Aujourd’hui, si on était aux États-Unis, il y aurait possibilité de porter plainte. Il n’avait même pas été puni, aujourd’hui il prendrait entre quatre et six mois. Les deux pieds sur mon genou, sous les yeux de mes parents qui étaient au match. Ils avaient fait un détour avant d’aller en Italie, mais au lieu d’y aller, ils sont venus à Saint-Étienne à mon chevet. Pour moi, il y a toujours eu ce point d’interrogation : où serais-je arrivé si je n’avais pas eu cette grave blessure. Il m’a fallu presque 18 mois pour redevenir compétitif. Robert Herbin n’était pas comme les entraîneurs de l’époque, adepte du turn over. Je suis sûr que j’ai loupé entre 60 et 80 matchs toutes compétitions confondues.

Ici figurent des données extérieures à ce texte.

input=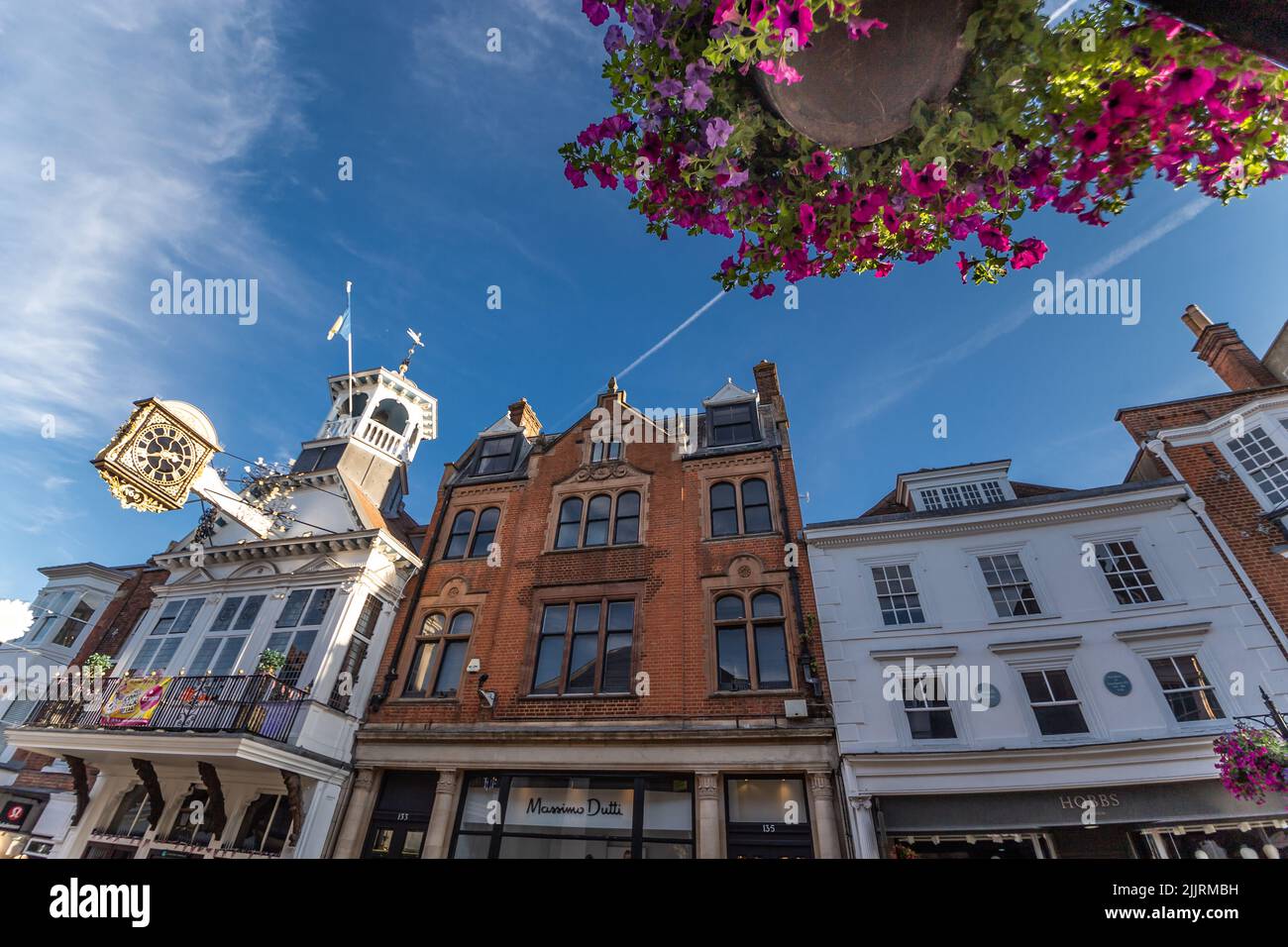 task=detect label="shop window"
[1149,655,1225,723]
[532,598,635,694]
[166,784,210,845]
[715,591,793,690]
[235,792,291,854]
[403,609,474,697]
[725,776,814,858]
[452,775,693,860]
[94,784,150,839]
[1020,669,1087,737]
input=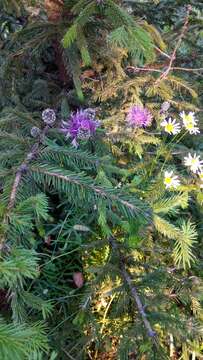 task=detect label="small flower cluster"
[160,111,200,135]
[30,108,56,138]
[60,109,100,147]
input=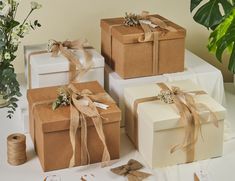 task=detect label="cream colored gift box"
[24,44,104,88]
[124,80,226,168]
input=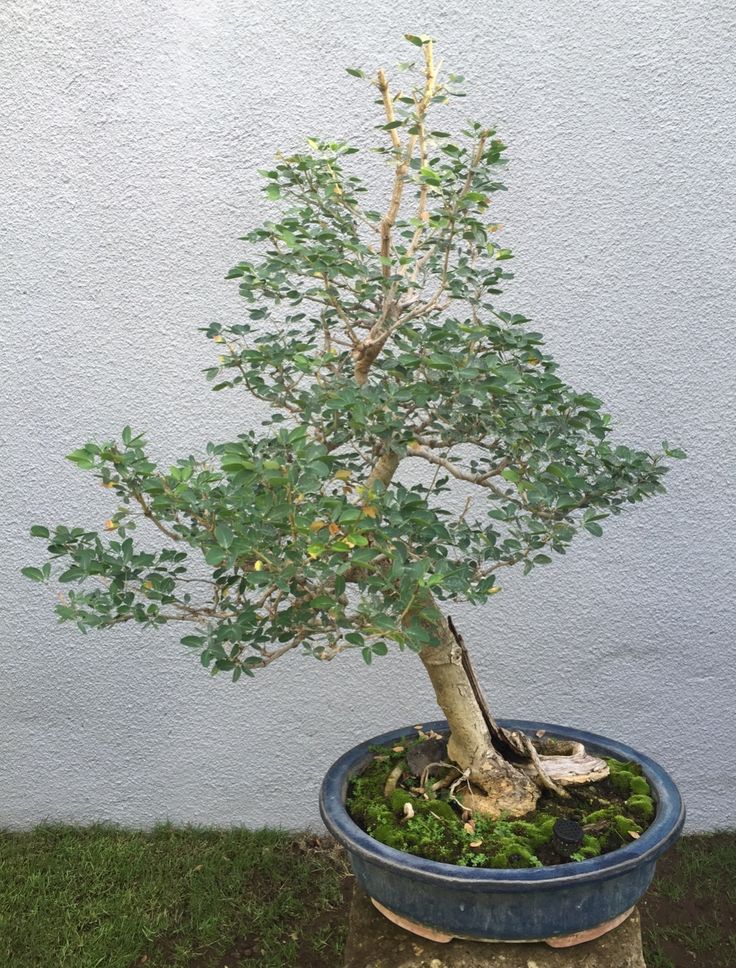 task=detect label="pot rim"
[319,719,685,891]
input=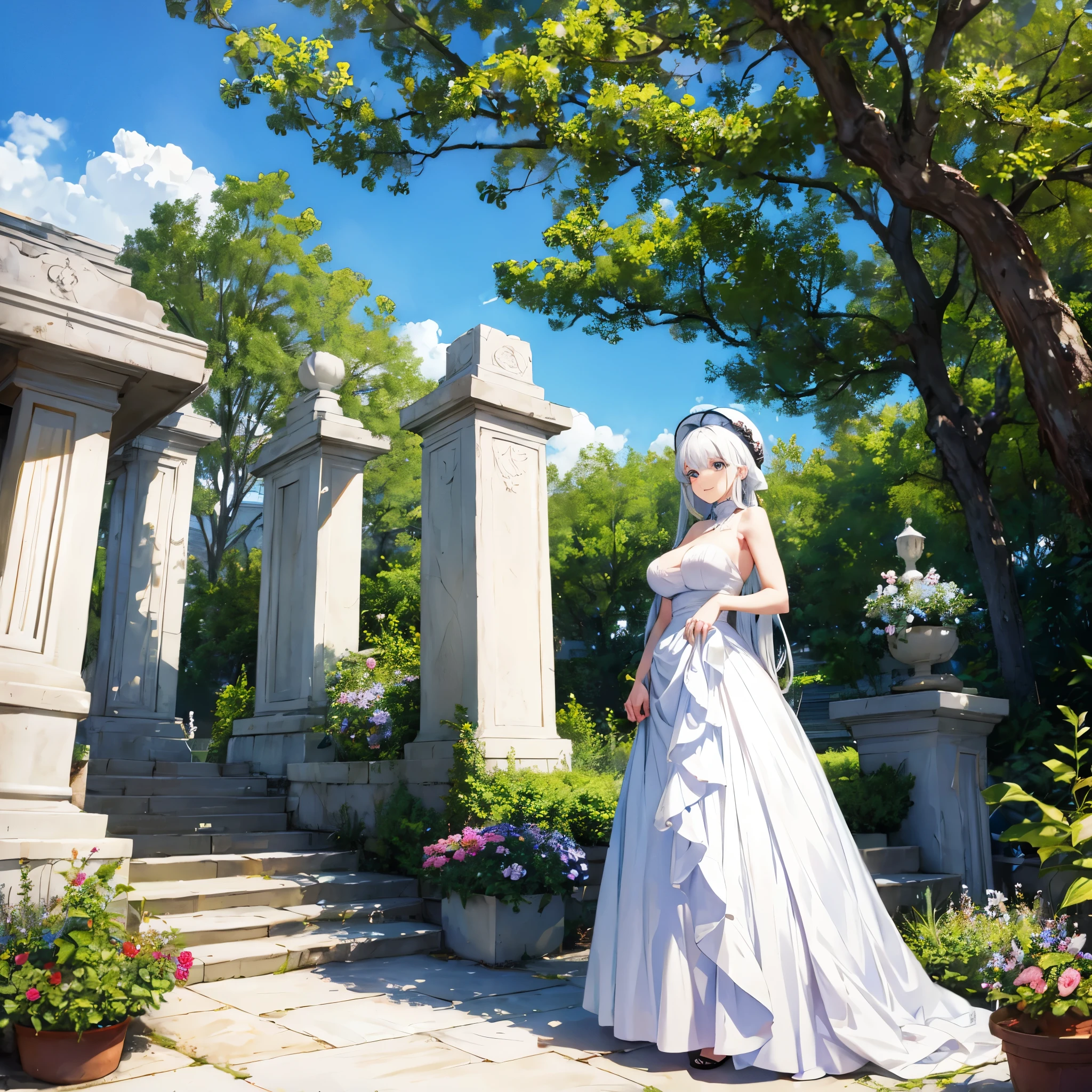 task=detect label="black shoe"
[689,1050,732,1069]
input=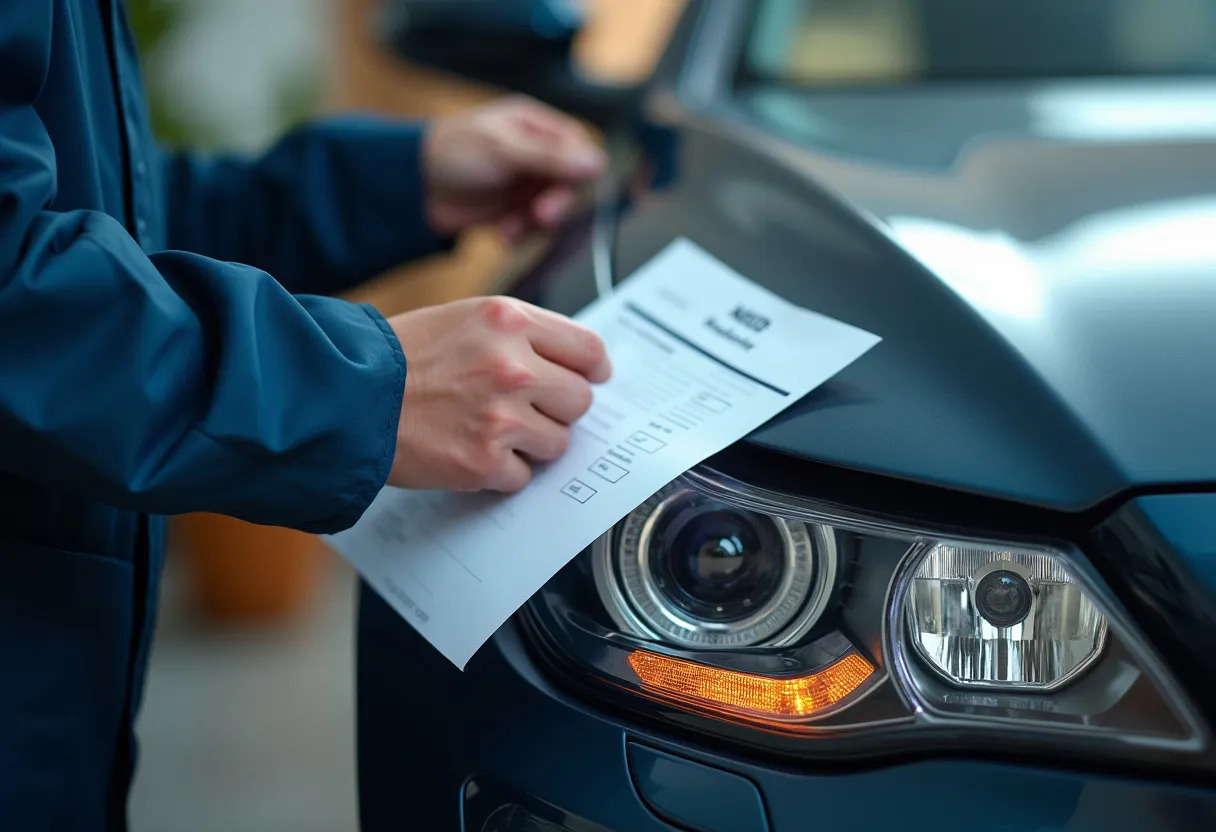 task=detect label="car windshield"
[741,0,1216,86]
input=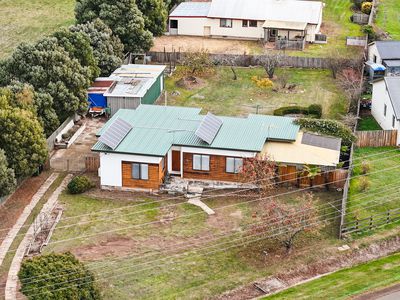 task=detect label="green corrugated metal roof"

Vous avez pardonné à Svunka aujourd’hui ? Non, jamais, jamais. Du moins, je n’en ai jamais eu l’occasion, mais dès lors qu’on jouait l’un contre l’autre, il faisait en sorte de vite changer de côté parce qu’il savait que moi ou des coéquipiers pouvions le sanctionner. Quarante-quatre jours dans le plâtre. Les points de suture que j’ai eu étaient tellement serrés que je n’ai plus jamais réussi à m’accroupir.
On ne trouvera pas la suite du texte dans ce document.